“Omnipresent, stultifying” legal restrictions hinder talented educators and allow poor ones to make excuses for their performance, Secretary of Education William J. Bennett charges in a speech prepared for delivery late last week before the American Bar Association.
He asks the lawyers to “lend your talent and energy to the task of deregulating education.”
“We need accountability; and one thing that undercuts accountability perhaps more than anything is the tangled cord of legal mumbo-jumbo wrapped around the necks of the men and women, the teachers and principals, who are trying to teach and care for our children,” Mr. Bennett says in the text for the Philadelphia law meeting.
Many laws regulating schools have “sprung from noble aspirations and were aimed high at worthwhile goals,” such as “ridding education of the evils of segregation and opening our schools to those with learning disabilities,” the Secretary says,4adding that now the law-making has gotten out of hand.
Courts heard more challenges to school-board decisions in the 1970’s than in the previous seven decades combined, Mr. Bennett says, and the verbiage of federal legislation affecting education increased from 80 to 360 pages between 1964 and 1974. The amount of state regulation has increased as well, the Secretary notes.

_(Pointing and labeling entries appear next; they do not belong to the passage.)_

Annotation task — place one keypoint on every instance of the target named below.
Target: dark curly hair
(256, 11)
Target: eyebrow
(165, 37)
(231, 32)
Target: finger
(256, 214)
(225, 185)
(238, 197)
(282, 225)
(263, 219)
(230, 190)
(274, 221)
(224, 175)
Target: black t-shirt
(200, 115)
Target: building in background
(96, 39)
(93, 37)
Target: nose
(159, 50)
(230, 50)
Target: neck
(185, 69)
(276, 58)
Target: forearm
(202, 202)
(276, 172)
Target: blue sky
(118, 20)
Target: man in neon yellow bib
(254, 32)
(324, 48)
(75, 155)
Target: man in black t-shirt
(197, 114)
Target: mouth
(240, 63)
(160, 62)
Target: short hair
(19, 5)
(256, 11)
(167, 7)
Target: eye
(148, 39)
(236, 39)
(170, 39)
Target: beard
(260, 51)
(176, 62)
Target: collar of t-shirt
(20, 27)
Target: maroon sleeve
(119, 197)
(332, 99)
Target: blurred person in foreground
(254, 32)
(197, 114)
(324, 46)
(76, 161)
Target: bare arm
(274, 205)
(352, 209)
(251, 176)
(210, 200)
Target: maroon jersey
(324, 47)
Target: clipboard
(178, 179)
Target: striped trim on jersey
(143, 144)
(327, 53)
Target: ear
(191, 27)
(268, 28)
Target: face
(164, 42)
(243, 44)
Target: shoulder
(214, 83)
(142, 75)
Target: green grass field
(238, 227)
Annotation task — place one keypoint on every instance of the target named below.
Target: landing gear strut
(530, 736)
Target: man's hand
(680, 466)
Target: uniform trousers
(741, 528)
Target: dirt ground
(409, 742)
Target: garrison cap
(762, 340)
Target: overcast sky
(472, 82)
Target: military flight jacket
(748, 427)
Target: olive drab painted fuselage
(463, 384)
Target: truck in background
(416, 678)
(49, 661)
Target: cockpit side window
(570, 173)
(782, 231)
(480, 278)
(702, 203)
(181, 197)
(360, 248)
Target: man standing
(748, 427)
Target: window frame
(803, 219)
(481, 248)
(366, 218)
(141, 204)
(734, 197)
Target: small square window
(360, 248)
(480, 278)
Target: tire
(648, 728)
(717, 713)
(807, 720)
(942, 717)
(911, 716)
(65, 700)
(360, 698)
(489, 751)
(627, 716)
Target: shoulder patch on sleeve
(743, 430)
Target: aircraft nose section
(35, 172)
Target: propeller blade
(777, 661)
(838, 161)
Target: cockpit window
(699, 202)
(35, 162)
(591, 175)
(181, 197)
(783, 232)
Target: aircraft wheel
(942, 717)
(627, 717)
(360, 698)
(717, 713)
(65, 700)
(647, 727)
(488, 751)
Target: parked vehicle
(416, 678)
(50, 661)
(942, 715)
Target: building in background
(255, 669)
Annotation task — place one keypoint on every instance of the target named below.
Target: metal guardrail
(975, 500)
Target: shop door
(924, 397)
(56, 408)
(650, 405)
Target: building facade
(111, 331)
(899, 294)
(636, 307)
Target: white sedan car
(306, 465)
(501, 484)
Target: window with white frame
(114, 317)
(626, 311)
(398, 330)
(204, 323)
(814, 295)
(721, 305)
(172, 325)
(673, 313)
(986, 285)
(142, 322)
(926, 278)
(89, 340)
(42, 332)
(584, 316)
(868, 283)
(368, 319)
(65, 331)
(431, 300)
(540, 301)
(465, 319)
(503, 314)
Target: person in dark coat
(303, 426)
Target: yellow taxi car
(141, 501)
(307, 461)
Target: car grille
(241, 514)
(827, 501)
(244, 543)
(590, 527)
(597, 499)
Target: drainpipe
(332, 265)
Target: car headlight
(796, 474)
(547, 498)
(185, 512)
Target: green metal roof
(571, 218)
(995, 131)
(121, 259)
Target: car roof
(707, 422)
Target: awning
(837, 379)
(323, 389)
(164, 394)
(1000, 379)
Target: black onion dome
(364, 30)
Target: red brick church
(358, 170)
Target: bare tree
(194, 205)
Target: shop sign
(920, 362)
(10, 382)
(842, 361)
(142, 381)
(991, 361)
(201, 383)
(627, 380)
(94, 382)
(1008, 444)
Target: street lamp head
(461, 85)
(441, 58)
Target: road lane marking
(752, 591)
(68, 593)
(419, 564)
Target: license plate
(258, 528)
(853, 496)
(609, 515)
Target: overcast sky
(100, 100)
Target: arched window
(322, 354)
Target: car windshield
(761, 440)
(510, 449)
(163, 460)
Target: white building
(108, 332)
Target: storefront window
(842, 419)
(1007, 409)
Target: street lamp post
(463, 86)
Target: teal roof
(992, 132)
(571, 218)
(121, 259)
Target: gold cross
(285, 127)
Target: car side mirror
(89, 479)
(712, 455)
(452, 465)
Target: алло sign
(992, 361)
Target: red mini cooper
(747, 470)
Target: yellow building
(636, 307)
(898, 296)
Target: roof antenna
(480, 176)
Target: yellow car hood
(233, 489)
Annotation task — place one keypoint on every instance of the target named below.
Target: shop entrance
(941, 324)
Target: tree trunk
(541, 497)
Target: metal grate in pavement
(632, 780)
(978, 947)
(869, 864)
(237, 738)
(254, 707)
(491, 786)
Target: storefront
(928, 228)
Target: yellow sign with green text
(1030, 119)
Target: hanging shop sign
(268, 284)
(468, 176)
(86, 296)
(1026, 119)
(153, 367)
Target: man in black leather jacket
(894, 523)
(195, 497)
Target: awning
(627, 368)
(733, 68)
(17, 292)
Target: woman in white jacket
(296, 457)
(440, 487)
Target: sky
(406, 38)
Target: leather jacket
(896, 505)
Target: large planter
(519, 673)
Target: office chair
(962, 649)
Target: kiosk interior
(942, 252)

The cost of defending against lawsuits has also soared, Mr. Bennett says, and worries about liability cause school officials “to think twice before imposing discipline where discipline is due, firing incompetent employees, or sponsoring school activities where students may potentially suffer real or perceived injuries.”
“In fact, the entire nine-member school board of Nebraska’s Oakland-Craig district resigned in an attempt to avoid personal liability for any judgment resulting from $22 million in personal-injury lawsuits filed against the district,” he says.
The same laws that constrain well-meaning educators allow others to ''escape responsibility for their own failings,” according to Mr. Bennett. “They can claim, for example, a heartfelt desire to beef up the curriculum and get rid of bad teachers, but can argue convincingly that the law won’t let them do it.”
Lawyers can help by encouraging state and local governments to “minimize the legal burdens on school officials,” the Secretary suggests. The speech urges them to create committees “with a mission of clarifying, simplifying, and limiting constraints on educator discretion.”
It also urges lawyers to “demystify the law” for educators, who, according to Mr. Bennett, often think it constrains them more than it actually does. “When lawyers give overly cautious advice, they increase the chance that innovation and educational reform will not take place,” he charges.
Finally, the speech asks the lawyers to devote pro bono efforts--unpaid work done for charitable purposes--to assisting educators.
“Why is it that when a lawyer does pro bono work on an education matter, so often it seems he is representing someone who asserts the constitutional right to disrupt class?” Mr. Bennett asks. “Lawyers should help schools do things that make educational sense to do, not just give educators reasons why they can’t do things.”